Continua il diario di viaggio della spedizione effettuata in tenda e fuoristrada nell’Hoggar e Tassili N’Ajjer : 3° giorno – Da Wadi Hamais a Agalat
Sveglia alle cinque. Non abbiamo dormito a causa del forte vento che durante la notte sembrava far volar via la tenda il cui interno è ora pieno della immancabile sabbia. Orme di topi del deserto sono visibili intorno alla tenda. Giornata discreta, temperatura normale, cielo caliginoso. Dopo colazione smontiamo il campo e dalle sette alle otto ci arrampichiamo sulle dune; poi con i fuoristrada ci dirigiamo verso lo Wadi In-Djeran. Sul percorso facciamo una sosta presso una tomba solare molto grande e particolare, formata dal solito cerchio di pietre ma con due corridoi di entrata che sono allineati perfettamente a Est e Nord (ho fatto i rilievi con la bussola).
Raggiungiamo poi delle rocce con splendidi graffiti di giraffe. A In-Uxum scopriamo numerosi graffiti e pitture rupestri rosse e bianche. Qui c'è una splendida grotta frequentata sin dall'antichità con due differenti entrate. Proseguiamo verso l’area di Ti-Sittka, famosa per le rocce ricche di gasteropodi e pitture rupestri. Qui ci sono maestosi picchi con canali naturali tra alte pareti rocciose nei quali è possibile entrare: l’area viene chiamata “La piccola Petra” e in effetti, entrando in uno di questi corridori, sembra di essere in un silk in miniatura dove i colori e la formazione delle rocce ci ricordano quelli di Petra in Giordania. Proseguiamo con le nostre fedeli Jeep attraverso una specie di viale tra le dune costeggiato dai soliti alberi velenosi Calotropis.

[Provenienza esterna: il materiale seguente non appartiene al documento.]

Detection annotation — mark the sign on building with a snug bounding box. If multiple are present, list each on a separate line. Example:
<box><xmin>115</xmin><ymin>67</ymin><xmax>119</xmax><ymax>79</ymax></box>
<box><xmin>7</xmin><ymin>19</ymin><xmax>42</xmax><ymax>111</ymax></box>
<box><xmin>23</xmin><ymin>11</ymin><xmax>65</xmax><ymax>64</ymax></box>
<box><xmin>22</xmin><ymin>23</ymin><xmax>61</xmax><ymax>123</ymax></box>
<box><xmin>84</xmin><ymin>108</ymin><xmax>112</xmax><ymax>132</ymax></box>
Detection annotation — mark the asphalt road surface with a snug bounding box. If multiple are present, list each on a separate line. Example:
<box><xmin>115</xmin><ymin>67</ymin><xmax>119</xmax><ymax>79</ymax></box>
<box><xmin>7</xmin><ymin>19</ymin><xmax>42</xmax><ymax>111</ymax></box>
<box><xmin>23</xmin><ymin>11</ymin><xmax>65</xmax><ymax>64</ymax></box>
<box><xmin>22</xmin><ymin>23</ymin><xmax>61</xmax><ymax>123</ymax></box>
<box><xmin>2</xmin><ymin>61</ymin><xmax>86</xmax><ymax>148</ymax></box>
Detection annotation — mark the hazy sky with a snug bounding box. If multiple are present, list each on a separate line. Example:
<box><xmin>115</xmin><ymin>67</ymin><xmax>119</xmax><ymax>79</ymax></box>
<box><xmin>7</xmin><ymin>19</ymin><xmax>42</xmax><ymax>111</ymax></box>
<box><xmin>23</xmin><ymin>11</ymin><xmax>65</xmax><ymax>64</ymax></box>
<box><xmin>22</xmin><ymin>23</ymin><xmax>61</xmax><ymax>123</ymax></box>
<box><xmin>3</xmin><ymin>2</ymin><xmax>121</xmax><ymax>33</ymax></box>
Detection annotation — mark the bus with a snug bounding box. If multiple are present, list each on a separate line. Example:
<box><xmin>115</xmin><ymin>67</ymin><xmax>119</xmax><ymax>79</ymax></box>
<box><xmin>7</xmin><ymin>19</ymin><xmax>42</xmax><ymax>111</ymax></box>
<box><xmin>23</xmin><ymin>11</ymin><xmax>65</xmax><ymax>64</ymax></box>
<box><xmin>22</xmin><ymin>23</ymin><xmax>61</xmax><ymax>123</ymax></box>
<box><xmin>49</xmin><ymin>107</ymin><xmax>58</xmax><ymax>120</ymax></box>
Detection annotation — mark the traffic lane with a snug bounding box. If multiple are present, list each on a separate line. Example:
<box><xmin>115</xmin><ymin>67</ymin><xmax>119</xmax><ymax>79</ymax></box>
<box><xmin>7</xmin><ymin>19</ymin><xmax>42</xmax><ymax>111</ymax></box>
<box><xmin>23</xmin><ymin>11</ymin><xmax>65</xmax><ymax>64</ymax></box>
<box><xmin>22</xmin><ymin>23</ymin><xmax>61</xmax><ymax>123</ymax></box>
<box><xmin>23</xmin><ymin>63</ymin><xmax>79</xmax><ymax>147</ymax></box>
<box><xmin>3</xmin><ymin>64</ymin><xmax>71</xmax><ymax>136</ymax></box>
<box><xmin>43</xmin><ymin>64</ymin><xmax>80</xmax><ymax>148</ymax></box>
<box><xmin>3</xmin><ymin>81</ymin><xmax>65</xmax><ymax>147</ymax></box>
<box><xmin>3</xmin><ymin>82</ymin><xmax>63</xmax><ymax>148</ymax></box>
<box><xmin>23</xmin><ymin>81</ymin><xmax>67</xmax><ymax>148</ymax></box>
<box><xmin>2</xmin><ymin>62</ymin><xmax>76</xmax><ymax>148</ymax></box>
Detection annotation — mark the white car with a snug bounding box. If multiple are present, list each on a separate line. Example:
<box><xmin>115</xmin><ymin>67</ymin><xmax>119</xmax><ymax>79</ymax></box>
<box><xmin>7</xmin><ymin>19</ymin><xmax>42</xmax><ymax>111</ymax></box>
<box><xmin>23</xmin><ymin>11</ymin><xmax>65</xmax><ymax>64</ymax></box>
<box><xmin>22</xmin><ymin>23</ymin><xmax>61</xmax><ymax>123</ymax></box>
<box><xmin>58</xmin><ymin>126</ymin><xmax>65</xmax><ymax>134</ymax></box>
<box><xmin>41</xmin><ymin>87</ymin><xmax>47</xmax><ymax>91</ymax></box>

Alle 12 organizziamo il campo base davanti ad una distesa che sembra un lago. Appena pranzato, con i classici vassoi di insalata, patate, peperoni, cipolle, rape rosse, pomodori, olive e pane, facciamo un briefing sull'arte rupestre del Tassìli. Si riparte verso le 14.30 percorrendo uno Wadi laterale. Varie soste per pitture e graffiti: siamo nella zona di Buevien. Qui entriamo in un grande Wadi che porta nella famosa area delle dune rosse di Tin Merzuga. Il posto è da togliere il fiato anche se il cielo è un po' plumbeo. Campo base sotto le dune, cena con cous-cous a base di verdura e discussione sulla storia dell'Algeria e sulla politica internazionale in generale. Durante la cena è iniziato a piovere leggermente. Il cielo è coperto ma la notte per fortuna è trascorsa senza il solito vento.

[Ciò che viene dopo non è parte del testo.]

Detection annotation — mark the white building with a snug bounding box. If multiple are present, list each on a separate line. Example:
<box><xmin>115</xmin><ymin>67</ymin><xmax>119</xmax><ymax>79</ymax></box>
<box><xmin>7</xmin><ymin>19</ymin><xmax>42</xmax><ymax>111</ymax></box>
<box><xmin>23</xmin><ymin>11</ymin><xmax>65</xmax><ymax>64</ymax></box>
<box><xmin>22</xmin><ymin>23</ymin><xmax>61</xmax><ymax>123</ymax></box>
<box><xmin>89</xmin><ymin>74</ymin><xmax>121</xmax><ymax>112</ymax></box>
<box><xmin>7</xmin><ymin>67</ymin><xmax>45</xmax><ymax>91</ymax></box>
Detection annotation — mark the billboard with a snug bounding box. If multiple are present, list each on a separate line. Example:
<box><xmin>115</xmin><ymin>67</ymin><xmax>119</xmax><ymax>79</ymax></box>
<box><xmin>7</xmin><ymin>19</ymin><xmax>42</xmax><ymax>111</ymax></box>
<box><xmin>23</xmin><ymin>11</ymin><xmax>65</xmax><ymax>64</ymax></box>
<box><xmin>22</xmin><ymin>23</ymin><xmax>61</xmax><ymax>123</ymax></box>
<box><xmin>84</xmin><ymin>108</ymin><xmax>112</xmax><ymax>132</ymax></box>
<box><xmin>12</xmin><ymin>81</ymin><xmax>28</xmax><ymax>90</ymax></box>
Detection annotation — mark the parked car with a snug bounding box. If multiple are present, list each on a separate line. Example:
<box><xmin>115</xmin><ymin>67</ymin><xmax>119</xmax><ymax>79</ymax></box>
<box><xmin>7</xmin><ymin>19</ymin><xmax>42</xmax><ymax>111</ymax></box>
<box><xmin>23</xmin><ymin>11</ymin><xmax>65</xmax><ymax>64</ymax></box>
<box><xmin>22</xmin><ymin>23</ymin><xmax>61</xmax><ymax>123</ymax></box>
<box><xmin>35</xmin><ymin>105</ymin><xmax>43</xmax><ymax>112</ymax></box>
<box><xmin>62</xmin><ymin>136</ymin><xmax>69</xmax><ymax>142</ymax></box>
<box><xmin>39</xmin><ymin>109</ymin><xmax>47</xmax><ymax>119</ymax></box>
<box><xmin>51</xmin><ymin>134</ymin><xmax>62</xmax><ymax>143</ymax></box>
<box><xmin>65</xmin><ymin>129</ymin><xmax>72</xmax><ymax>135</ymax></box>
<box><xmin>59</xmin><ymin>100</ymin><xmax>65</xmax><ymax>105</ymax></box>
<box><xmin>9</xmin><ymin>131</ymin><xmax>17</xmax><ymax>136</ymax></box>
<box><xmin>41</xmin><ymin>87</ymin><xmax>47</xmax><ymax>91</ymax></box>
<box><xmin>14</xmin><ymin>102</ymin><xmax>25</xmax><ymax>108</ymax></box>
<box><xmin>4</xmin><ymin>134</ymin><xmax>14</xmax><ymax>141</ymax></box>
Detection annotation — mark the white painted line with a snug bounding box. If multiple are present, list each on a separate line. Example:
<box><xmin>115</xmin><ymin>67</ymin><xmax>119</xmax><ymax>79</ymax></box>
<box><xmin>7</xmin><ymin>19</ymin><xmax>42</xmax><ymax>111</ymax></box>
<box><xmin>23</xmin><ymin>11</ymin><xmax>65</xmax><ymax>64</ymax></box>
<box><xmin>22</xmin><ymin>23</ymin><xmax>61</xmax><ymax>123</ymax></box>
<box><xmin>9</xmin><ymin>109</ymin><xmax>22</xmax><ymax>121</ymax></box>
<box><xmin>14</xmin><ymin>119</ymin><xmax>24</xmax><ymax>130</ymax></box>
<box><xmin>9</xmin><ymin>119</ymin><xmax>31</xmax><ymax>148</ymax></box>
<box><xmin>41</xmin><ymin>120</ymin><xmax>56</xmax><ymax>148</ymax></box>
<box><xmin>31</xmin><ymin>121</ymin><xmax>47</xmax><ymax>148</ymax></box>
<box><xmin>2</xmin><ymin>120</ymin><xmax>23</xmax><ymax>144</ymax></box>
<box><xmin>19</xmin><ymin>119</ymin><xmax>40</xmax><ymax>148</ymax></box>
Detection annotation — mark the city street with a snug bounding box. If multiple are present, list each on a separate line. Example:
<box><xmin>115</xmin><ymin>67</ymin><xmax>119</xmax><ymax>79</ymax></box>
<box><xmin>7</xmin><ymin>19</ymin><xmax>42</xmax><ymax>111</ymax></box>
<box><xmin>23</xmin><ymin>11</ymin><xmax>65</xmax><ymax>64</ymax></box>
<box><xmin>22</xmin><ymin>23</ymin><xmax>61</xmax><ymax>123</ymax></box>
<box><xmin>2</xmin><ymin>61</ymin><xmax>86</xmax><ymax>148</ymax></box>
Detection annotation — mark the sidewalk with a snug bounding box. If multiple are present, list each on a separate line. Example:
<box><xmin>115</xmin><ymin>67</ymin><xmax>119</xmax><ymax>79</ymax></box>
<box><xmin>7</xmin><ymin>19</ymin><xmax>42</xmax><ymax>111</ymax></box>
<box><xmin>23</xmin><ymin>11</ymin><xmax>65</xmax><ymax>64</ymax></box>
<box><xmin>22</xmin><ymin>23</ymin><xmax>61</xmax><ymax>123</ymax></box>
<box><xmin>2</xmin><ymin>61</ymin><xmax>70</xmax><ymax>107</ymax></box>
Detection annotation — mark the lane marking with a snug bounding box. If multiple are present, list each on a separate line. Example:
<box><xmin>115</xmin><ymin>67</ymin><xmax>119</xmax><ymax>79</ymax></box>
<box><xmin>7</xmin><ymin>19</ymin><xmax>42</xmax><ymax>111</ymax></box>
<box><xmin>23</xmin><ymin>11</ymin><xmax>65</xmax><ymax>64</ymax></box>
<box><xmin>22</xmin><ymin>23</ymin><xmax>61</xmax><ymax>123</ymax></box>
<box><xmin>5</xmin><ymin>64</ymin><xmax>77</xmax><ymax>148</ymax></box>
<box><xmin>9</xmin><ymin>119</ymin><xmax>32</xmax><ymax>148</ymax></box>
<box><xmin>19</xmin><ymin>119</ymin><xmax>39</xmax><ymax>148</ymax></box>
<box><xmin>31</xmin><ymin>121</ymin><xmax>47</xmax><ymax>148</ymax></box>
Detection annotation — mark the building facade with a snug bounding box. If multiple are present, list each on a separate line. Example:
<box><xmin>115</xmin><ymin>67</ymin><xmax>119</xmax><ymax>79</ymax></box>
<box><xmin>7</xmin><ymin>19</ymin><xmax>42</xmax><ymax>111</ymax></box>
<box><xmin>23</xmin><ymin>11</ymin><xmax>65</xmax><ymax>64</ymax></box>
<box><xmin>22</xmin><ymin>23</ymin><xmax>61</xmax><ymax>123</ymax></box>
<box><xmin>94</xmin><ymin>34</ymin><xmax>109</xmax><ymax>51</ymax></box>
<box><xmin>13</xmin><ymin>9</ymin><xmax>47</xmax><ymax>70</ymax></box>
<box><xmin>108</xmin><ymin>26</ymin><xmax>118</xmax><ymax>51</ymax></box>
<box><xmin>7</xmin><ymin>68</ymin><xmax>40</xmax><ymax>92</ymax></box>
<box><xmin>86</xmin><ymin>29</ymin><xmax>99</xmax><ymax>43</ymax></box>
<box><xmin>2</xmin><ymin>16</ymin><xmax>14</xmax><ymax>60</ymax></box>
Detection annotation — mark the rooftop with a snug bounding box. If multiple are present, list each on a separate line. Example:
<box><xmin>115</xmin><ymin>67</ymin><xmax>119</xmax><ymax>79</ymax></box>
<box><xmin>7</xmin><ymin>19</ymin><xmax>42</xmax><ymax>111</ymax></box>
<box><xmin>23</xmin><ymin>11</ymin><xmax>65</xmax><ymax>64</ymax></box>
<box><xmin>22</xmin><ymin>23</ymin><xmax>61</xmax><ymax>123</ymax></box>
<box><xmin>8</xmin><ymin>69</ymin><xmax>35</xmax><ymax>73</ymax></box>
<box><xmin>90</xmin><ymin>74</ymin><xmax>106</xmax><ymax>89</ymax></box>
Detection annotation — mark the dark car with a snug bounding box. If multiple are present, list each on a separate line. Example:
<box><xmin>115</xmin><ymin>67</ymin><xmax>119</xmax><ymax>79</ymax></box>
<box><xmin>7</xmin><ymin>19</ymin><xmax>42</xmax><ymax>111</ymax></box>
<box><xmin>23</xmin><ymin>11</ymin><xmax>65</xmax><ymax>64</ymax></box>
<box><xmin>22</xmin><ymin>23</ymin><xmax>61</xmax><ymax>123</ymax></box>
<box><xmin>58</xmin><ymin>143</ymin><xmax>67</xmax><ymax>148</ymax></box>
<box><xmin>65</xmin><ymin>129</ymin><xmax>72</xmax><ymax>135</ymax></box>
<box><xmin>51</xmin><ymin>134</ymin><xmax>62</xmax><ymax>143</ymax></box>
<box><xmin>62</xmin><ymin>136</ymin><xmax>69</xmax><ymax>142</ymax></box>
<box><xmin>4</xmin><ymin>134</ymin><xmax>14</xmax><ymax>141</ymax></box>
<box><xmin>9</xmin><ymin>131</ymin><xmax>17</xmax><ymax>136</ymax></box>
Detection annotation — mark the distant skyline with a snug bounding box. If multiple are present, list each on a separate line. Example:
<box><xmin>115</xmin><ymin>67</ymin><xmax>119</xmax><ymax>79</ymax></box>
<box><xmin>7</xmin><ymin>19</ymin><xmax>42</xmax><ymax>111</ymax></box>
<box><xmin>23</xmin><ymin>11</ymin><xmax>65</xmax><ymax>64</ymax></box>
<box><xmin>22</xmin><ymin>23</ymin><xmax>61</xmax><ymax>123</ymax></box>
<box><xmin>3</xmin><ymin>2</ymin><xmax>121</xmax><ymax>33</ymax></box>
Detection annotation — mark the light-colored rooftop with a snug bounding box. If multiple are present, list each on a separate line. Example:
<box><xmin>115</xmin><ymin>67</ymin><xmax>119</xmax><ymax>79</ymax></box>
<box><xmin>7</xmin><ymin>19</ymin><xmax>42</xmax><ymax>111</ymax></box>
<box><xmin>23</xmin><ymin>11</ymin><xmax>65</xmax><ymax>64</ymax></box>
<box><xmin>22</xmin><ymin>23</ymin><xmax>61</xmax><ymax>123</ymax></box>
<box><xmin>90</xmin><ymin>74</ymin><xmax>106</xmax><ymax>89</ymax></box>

Oggi abbiamo percorso 95 km. Durante gli spostamenti con gli automezzi siamo stati molto a contatto con i nostri Tuareg. Viaggiando in compagnia di Djaba abbiamo notato alcune espressioni che usa spesso quando parla: c’est Garanti! e Yes, we can: sono due modi di dire che acquisiremo e adopereremo tutti nella nostra permanenza nel deserto. Dal canto suo Axum spesso emette un simpatico grido di euforia (che tutti impareremo) che non perde occasione di gridare in ogni circostanza: Ahiooouuuuuu!